Following last week’s announcement that Scotland will receive the same proportion of the UK CAP budget over the next seven years as we currently receive, and therefore that the convergence uplift will not be directed to Scottish farmers, there has been widespread condemnation of Owen Paterson’s decision.
Many industry organisations, including Scottish Land & Estates, have joined together to write to Owen Paterson to urge him to re-think the decision. These organisations argue that retaining the historic budget proportions goes against one of the main principles of the current reform: amore equitable distribution of direct support between Member States. The political deal on the CAP put in place a system to reduce the differences in payment rates across Europe, but the UK government has chosen not to adhere to the spirit of that agreement.
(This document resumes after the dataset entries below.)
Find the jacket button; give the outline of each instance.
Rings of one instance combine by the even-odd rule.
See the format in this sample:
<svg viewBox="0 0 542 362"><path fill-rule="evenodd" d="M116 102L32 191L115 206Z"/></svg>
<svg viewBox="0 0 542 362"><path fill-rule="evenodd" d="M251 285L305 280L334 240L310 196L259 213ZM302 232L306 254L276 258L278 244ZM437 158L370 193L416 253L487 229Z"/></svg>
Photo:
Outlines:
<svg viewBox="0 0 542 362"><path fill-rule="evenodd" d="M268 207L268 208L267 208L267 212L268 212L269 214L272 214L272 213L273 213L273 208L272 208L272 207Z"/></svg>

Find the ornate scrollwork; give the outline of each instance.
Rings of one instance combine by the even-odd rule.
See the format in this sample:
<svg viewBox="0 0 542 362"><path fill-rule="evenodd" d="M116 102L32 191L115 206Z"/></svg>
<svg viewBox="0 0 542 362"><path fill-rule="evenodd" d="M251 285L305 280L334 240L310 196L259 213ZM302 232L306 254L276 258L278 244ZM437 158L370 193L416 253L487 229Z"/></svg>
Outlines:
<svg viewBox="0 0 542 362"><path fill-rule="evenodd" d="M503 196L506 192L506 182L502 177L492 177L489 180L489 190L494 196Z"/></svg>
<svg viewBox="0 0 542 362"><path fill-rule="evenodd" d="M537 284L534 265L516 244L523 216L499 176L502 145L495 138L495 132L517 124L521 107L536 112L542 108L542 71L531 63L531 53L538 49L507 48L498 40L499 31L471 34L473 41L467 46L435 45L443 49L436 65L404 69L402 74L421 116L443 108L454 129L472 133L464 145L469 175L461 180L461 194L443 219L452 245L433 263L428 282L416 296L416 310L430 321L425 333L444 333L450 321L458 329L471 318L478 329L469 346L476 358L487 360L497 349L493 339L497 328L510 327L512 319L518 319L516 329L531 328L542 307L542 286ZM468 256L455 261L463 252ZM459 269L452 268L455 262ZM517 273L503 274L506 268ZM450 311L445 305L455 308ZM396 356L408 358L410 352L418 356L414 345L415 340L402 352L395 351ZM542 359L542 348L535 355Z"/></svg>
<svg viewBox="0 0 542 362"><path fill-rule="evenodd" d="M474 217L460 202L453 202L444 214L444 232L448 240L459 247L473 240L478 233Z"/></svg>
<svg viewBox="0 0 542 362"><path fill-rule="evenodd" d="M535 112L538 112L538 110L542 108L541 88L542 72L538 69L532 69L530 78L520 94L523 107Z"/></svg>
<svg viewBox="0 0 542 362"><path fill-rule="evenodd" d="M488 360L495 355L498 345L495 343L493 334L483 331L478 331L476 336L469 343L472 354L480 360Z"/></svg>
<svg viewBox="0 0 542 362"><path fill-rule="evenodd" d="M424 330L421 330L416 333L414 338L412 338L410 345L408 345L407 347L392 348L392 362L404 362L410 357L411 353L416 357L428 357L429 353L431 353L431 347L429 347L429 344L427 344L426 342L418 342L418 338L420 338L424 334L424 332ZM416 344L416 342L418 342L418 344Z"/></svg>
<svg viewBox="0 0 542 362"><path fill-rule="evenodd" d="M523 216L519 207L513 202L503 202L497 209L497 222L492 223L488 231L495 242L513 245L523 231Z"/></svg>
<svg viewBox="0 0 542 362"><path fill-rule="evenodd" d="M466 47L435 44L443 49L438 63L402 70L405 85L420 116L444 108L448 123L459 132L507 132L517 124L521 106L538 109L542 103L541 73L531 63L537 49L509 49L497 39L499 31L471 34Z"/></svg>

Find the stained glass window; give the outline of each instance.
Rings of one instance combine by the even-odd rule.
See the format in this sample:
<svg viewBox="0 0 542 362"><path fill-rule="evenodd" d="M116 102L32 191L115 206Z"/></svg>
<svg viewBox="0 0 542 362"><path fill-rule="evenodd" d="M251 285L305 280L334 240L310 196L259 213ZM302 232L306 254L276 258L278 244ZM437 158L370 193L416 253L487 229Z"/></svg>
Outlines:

Speaking in Parliament, Richard Lochhead said that the withholding of millions of euros of subsidy from Scotland’s farmers was ‘indefensible’. He said:
“The EU brought in the convergence uplift to benefit those farmers with the lowest per hectare rates. If Scotland had been an independent EU member state, we would have benefited from a €1 billon uplift between 2014-2020. In the event, Scotland’s low payments meant the UK qualified for an uplift of €223 million over the whole budget period. Were it not for Scotland, the rest of the UK would get nothing extra - and therefore it is only right and proper that the UK’s convergence uplift should come to Scotland. This view received cross-party support in this Parliament in a debate last month, and the cross-party letter on this matter that was sent to the UK Government soon after. However, the UK Government announced last Friday that the uplift will not be allocated to Scotland. Instead, it has been divided among all parts of the UK – even though England, Wales and Northern Ireland are already above Europe’s low payment rate threshold. This decision goes against the intentions of the EU. It defies the wishes of this Parliament. And it takes away from Scottish farmers and crofters resources which should be theirs, and on which their livelihoods depend.